Cet événement a, en effet, réuni plus de 400 entreprises et institutions politiques et économiques du territoire et mis en lumière le potentiel d’une filière industrielle porteuse dans le domaine de l’énergie. Il a également permis de mettre en lien tous les partenaires dans une dynamique de développement économique en Provence-Alpes-Côte d’Azur. Les interventions de Bruno Grandjean, président de la Fédération des Industries de la métallurgie, membre fondateur de l’Alliance pour l’industrie du futur, a invité à prendre conscience des potentialités de la région; et celle du sociologue Jean Viard qui fait l’éloge de la bourgeoisie industrielle en opposition à une bourgeoisie marseillaise de négoce, n’ont pas manqué de faire réagir l’assistance.

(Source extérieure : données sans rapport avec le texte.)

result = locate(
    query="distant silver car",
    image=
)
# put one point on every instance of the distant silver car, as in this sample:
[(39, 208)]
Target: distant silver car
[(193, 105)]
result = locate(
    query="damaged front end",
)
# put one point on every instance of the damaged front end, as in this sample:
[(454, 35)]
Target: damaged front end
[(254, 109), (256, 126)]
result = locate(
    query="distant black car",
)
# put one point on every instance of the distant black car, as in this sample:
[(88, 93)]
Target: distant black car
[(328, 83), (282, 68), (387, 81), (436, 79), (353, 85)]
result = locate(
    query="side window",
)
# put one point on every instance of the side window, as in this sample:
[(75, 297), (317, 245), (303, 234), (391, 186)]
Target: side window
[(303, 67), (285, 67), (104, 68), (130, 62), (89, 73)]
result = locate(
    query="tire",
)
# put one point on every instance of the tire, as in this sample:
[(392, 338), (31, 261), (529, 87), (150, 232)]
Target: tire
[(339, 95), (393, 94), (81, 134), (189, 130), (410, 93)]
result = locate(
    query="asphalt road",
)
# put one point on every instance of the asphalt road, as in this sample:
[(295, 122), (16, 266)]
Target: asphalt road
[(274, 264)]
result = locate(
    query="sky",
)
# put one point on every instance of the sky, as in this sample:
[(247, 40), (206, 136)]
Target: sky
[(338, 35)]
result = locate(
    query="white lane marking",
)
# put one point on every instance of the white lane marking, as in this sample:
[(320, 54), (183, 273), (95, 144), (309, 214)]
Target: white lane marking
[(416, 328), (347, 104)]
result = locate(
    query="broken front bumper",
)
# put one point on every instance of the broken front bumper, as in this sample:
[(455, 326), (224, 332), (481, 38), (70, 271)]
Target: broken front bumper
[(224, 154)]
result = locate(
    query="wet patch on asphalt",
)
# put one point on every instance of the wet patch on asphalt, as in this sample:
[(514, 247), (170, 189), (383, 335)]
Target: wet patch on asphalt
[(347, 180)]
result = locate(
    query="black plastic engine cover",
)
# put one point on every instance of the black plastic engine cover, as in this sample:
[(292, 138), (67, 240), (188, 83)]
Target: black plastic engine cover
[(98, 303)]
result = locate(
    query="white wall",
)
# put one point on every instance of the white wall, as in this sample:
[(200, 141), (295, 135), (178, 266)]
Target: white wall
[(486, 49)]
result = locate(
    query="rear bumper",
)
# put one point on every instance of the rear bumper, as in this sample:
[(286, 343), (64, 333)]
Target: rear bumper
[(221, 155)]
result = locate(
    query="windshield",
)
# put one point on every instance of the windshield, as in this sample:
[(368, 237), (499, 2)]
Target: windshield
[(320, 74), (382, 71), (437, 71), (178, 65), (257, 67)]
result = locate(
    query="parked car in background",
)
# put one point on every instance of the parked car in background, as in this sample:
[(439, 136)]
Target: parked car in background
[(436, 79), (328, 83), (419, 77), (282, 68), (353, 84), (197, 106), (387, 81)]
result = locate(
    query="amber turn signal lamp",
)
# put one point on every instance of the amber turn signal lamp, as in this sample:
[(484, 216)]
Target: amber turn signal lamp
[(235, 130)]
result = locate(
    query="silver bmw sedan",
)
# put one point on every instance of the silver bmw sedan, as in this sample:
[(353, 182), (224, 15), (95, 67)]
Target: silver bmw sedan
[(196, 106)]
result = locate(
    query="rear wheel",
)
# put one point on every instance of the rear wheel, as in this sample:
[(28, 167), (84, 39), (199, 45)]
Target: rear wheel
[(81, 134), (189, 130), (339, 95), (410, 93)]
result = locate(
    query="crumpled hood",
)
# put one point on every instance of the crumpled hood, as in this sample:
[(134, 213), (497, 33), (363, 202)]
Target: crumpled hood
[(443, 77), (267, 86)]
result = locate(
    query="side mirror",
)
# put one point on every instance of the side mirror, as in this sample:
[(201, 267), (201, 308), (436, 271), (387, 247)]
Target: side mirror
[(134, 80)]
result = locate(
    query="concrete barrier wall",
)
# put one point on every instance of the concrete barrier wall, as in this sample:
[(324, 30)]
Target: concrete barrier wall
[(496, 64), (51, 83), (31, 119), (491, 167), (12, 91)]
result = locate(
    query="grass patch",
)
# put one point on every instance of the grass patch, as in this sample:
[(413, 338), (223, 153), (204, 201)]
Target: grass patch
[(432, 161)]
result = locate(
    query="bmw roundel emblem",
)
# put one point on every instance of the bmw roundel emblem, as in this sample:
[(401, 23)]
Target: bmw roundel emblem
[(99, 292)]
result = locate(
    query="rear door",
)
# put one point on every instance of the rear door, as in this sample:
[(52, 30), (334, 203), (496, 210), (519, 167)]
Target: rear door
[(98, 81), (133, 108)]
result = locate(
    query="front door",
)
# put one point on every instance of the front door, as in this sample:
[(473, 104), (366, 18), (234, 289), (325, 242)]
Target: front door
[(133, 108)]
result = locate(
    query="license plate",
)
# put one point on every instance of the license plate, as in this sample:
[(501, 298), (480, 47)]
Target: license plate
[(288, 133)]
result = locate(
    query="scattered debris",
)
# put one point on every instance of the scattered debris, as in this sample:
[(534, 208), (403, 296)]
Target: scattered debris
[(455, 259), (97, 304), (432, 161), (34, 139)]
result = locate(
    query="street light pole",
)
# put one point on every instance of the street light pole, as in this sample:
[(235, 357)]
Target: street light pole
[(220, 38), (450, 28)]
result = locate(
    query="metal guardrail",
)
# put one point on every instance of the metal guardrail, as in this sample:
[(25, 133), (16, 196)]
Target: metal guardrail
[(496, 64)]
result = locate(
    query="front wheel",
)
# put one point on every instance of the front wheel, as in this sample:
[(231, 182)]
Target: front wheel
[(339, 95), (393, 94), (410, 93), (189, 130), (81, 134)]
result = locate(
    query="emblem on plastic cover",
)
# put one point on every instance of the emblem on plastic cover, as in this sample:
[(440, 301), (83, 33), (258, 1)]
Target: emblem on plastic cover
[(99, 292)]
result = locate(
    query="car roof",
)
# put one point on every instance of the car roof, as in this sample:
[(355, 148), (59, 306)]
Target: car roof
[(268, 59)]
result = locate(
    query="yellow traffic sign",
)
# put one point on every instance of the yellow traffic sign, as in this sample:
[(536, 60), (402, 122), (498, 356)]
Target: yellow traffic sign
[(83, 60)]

Il a été successivement question, lors de trois tables rondes, de «Quel avenir industriel durable en Paca ?»; «Les énergies bas carbone: un réel effet de levier ?» et «Numériques et énergies: le duo gagnant?» C’est Jean-Bernard Lévy, le président-directeur général du Groupe EDF qui ouvre la rencontre en insistant sur l’importance que son groupe accorde au développement de l’économie régionale; sur la place que doit occuper l’industrie de demain dans cette dynamique ainsi que les énergies bas carbone.

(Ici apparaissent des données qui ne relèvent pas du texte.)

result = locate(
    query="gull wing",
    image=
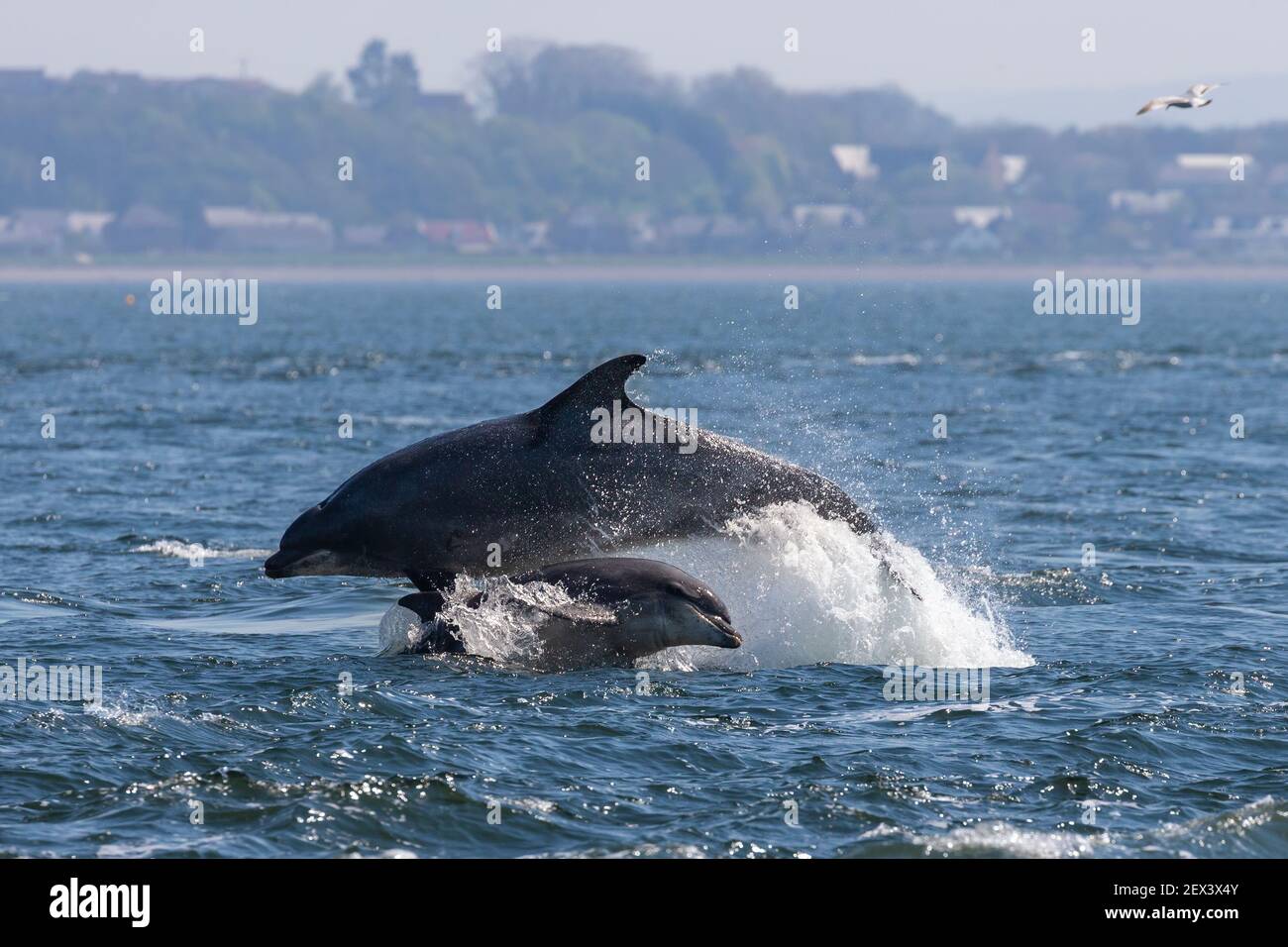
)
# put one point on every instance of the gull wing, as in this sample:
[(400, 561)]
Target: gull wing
[(1162, 102)]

La première table-ronde a pour objet «Quel avenir industriel durable en Paca ?»
Stéphane Bouillon, Préfet de région Provence-Alpes-Côte d’Azur, note que: «pendant longtemps on a considéré que l’industrie c’était fini avant de revenir sur cette idée et de prendre conscience qu’il importait de recréer un tissu industriel pour permettre à la France de tenir sa place dans l’Europe et dans le Monde». Une prise de conscience qui s’est traduite par la création des pôles de compétitivité, du soutien au numérique, du Plan pour une nouvelle France industrielle.
«On peut se demander où est la cohérence du gouvernement»

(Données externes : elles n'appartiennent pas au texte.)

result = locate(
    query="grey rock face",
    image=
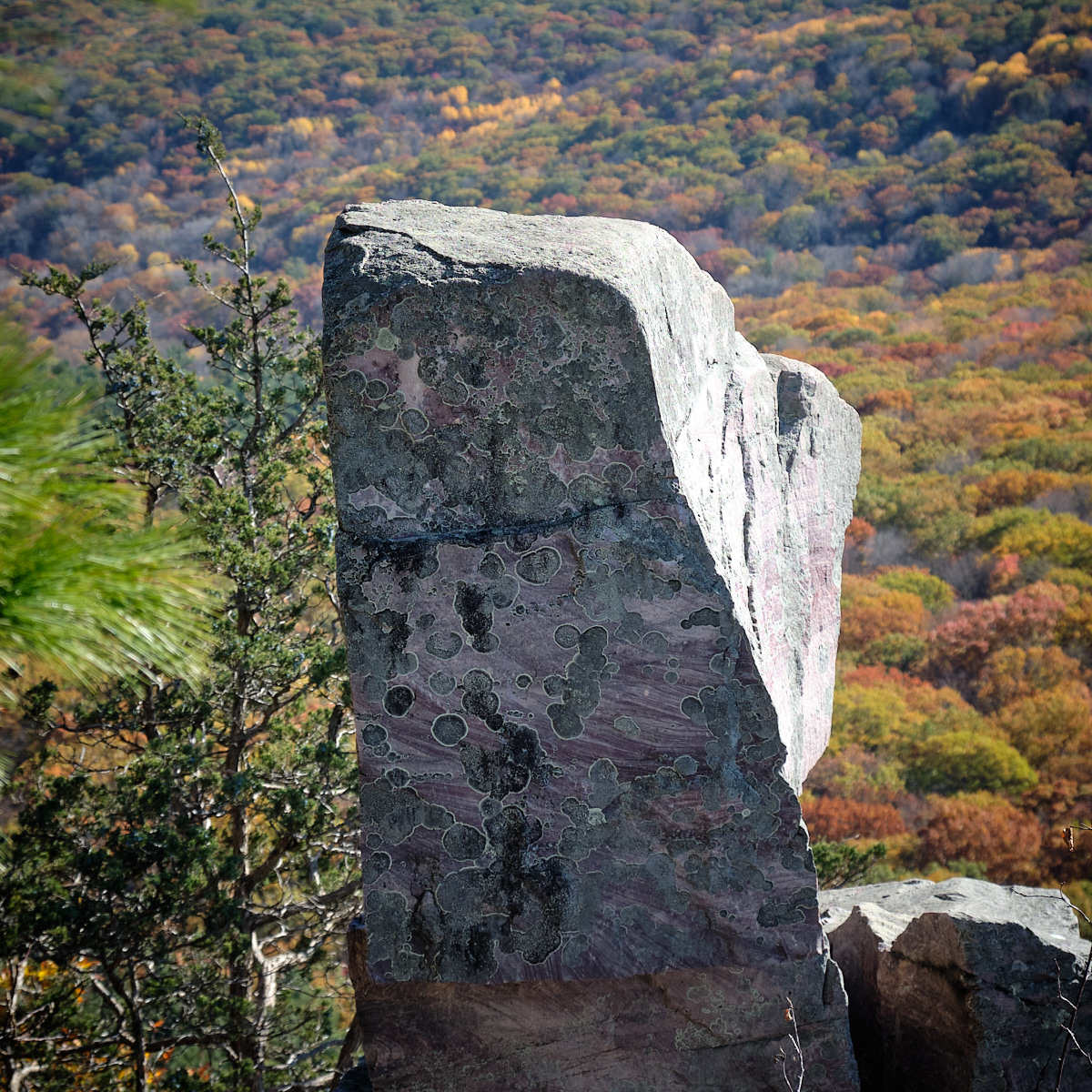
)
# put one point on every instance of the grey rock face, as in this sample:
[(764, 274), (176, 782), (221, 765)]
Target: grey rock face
[(589, 556), (954, 986)]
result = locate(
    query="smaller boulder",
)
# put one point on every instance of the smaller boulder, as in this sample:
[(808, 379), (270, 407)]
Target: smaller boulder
[(956, 986)]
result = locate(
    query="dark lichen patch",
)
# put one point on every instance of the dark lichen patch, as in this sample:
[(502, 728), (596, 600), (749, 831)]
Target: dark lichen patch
[(474, 607), (511, 767), (399, 700), (441, 683), (372, 735), (443, 645), (449, 730), (540, 566), (579, 688), (464, 842)]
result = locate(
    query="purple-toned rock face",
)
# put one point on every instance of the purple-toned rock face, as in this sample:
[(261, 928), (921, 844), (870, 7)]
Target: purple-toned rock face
[(589, 561)]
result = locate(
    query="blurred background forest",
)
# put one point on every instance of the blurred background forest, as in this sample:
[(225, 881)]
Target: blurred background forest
[(900, 196)]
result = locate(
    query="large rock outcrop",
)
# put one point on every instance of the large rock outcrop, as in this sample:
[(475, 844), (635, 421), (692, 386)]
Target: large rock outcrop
[(589, 560), (955, 986)]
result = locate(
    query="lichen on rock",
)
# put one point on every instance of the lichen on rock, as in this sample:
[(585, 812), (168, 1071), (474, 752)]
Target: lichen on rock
[(589, 560)]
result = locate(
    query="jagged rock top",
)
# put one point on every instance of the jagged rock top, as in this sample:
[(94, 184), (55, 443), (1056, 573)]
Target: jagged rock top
[(1046, 913), (764, 451)]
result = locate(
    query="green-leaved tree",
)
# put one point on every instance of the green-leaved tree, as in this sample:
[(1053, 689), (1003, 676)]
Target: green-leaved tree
[(186, 858)]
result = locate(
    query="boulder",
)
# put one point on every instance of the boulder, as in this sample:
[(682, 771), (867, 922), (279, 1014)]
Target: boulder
[(955, 986), (589, 562)]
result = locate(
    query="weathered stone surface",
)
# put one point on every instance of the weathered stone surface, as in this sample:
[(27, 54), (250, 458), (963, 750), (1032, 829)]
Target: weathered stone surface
[(954, 986), (589, 558)]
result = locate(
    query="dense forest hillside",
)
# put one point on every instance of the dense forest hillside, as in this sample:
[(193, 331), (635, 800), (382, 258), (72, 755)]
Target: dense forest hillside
[(899, 196)]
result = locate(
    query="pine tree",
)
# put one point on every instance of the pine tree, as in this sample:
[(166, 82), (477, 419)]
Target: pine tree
[(187, 854), (88, 587)]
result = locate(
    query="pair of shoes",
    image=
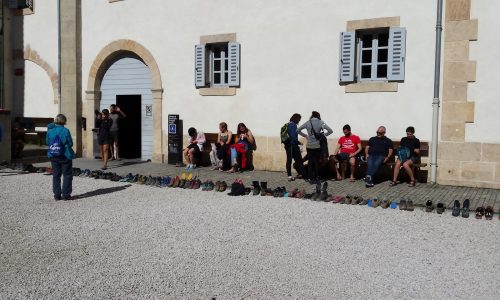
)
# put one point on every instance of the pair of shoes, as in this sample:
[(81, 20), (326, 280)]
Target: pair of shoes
[(440, 208), (479, 212), (256, 188)]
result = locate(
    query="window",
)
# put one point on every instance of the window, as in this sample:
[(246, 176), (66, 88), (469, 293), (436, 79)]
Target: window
[(217, 65), (372, 55)]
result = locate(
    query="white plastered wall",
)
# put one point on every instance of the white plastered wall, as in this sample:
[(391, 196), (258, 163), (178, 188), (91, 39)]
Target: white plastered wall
[(484, 92)]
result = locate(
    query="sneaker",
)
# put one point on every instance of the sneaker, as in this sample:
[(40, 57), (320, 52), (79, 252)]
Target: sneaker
[(402, 204), (465, 208), (456, 208)]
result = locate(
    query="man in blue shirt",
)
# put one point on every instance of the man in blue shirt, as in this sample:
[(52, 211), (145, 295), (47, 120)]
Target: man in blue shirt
[(378, 151)]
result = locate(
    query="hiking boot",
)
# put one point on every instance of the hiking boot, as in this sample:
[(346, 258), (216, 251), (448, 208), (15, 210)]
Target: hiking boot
[(402, 204), (429, 207), (409, 205), (456, 208), (256, 188), (465, 208), (263, 188)]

Renaud Muselier, président délégué de la région Provence-Alpes-Côte d’Azur insiste sur l’importance du politique: «Les structures européennes, nationales, régionales… ne donneront pas les mêmes résultats selon qui est à leur tête». Rappelle que Christian Estrosi est le père des pôles de compétitivité. Revient sur l’actualité «Actuellement, il y a des problèmes à Alstom Belfort qui font que l’on peut se demander où est la cohérence du gouvernement. Je ne sais pas si l’État doit être actionnaire à 20% de cette entreprise mais, à partir du moment où il l’est, il ne peut être un actionnaire dormant. Et, si l’on regarde au niveau européen, force est de constater que la France n’est pas là où elle devrait être dans le Plan Juncker pour la recherche. En ce qui concerne la Région, nous avons récupéré 250M€, mais la France ne sait pas suffisamment se servir de Bruxelles. En ce qui nous concerne, avec des moyens importants mais ciblés nous sommes dans une logique de développement de l’économie régionale».
« Nous devons changer l’image de Marseille»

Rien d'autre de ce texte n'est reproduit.